Surpreende-me o modo como a vida se dá. A maneira como ela se desdobra no decorrer do tempo. Se entrelaçando a outras. Construindo histórias.
Histórias... É na historicidade do homem que Deus se revela. É em meio ao tempo que a vida se faz, que a vida apreende, aprende, ensina. Foi num contexto como esse de tempo, histórias, vidas, revelação divina, ensinamento e aprendizado que dia desses, minha vida se entrelaçou com a de uma família, com a história dela e assim redigi um pouco mais da minha.
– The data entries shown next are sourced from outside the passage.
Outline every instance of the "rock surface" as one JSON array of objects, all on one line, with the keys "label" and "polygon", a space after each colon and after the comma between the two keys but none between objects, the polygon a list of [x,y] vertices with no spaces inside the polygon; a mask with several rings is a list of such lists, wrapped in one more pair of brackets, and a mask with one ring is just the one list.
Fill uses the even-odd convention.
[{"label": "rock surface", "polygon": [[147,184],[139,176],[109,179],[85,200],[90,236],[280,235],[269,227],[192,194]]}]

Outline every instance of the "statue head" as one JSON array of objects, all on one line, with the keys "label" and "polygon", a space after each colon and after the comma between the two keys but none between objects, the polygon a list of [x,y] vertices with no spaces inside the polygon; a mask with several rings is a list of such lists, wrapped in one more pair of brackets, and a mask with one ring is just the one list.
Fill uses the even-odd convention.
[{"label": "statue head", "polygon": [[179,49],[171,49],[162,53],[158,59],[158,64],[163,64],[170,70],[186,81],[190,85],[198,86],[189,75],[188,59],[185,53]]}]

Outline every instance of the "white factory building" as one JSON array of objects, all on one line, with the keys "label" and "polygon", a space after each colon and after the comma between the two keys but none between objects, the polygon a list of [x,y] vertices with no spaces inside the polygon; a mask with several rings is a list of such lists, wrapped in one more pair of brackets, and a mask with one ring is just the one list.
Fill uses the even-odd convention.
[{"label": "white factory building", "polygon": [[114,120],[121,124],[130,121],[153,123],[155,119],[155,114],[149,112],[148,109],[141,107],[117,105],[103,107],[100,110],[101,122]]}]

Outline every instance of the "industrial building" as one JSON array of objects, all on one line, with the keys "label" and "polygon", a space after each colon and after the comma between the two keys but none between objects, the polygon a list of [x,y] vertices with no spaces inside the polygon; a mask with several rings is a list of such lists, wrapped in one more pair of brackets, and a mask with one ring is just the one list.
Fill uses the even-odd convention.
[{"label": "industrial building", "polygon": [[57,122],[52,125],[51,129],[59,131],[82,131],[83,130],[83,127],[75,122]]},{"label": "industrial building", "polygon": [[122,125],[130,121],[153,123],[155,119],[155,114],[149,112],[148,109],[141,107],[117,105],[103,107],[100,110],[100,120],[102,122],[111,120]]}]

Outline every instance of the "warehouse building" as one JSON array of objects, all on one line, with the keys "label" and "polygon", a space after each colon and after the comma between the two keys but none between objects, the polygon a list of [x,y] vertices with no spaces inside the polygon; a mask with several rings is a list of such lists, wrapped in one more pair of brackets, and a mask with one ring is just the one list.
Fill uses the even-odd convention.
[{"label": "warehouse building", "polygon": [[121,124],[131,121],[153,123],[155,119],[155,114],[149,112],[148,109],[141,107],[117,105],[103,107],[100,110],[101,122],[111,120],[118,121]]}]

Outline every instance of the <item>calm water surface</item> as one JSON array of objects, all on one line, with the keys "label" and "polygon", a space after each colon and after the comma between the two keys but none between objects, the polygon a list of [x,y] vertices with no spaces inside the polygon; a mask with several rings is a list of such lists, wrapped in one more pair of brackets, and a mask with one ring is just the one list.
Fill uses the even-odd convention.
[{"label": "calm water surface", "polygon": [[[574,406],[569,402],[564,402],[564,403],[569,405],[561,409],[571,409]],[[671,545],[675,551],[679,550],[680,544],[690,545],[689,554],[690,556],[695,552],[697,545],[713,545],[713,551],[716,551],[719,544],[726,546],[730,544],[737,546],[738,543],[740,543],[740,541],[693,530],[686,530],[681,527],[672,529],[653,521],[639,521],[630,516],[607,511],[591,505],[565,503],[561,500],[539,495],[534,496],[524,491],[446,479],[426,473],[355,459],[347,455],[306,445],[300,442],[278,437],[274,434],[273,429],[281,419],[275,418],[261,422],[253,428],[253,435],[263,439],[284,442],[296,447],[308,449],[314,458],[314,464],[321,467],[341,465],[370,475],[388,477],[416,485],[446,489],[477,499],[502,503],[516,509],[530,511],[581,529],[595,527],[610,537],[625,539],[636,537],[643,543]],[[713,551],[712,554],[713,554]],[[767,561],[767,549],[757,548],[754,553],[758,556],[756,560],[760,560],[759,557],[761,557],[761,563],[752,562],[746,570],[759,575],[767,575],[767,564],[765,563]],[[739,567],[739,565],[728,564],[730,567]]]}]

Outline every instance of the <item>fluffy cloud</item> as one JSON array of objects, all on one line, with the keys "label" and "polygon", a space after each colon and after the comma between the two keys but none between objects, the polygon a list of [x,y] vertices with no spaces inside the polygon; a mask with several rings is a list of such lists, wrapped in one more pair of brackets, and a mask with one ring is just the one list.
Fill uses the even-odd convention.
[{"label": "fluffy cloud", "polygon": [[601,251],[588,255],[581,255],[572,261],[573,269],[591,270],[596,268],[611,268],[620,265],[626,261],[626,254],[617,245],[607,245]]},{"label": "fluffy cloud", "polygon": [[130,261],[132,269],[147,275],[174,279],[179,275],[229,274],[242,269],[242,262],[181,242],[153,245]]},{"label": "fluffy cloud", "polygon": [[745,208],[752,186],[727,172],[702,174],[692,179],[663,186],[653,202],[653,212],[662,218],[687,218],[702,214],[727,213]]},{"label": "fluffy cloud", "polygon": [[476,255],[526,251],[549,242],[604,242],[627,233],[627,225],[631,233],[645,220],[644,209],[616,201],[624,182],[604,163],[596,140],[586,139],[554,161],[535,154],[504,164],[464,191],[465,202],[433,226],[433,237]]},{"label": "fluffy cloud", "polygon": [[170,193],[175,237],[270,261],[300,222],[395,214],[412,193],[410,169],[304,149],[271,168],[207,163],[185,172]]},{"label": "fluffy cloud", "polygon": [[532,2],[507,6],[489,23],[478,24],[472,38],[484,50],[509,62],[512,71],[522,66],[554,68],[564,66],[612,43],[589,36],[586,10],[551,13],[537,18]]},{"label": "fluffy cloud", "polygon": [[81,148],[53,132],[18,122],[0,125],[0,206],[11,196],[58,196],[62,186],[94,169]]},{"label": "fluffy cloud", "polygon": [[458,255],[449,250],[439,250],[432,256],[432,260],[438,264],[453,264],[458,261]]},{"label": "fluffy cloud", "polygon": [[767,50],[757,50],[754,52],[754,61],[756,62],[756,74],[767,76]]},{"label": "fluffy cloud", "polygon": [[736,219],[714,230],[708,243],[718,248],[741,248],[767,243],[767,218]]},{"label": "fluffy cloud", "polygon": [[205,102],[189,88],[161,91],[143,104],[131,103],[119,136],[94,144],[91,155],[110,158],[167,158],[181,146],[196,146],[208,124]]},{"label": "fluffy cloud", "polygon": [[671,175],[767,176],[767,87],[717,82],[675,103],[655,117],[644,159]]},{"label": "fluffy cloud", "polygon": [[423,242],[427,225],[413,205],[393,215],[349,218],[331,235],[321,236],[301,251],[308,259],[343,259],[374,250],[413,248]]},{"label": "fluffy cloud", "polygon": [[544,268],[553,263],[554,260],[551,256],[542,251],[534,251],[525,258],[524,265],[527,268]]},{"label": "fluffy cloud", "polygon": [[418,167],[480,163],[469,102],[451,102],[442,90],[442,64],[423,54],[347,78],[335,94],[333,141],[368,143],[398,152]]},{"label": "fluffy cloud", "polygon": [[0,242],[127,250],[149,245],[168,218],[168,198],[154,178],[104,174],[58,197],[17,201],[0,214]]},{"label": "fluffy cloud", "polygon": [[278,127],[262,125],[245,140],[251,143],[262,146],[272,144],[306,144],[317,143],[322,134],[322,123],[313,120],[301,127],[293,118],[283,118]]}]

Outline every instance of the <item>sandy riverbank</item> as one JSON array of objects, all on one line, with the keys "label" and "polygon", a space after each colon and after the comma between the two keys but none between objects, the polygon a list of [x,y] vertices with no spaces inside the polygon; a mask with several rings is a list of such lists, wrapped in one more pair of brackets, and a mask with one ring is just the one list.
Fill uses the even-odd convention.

Um almoço. Uma família. Gente muito simples, muito acolhedora. Ao chegar chamou-me a atenção uma senhora que vinha caminhando pelo corredor, em minha direção. Dificuldade no andar. Porém, não lhe faltava o sorriso e a felicidade em seu olhar. Era a dona da casa. A mãe da família. Chegou até mim chamando-me Padre, e me pedindo a benção. Falei que ainda não o era, mas ela me olhou nos olhos e disse que já me via como tal. Pediu-me que sentasse. Ligou o radio, e somente depois da oração que ela e filha acompanham todo dia com grande devoção, voltou-se a mim e aos poucos foi me contando sua história. Relatou-me que ela e a família viveram durante 14 anos dentro de um ônibus abandonado. Em meio a muitas dificuldades, ela e o marido criaram sete filhos. O sonho: uma casa para poderem criar os filhos com mais conforto e dignidade, principalmente a segunda filha que é portadora de deficiência física. Pois bem. Em uma das gestações, disse-me ela, que uma “amiga” lhe ofereceu dinheiro para que ela comprasse um abortivo. Do desespero a aceitação. Porém, no caminho, algo a fez pensar, refletir e mudar de idéia. Não tinha o direito de matar, rejeitar uma benção.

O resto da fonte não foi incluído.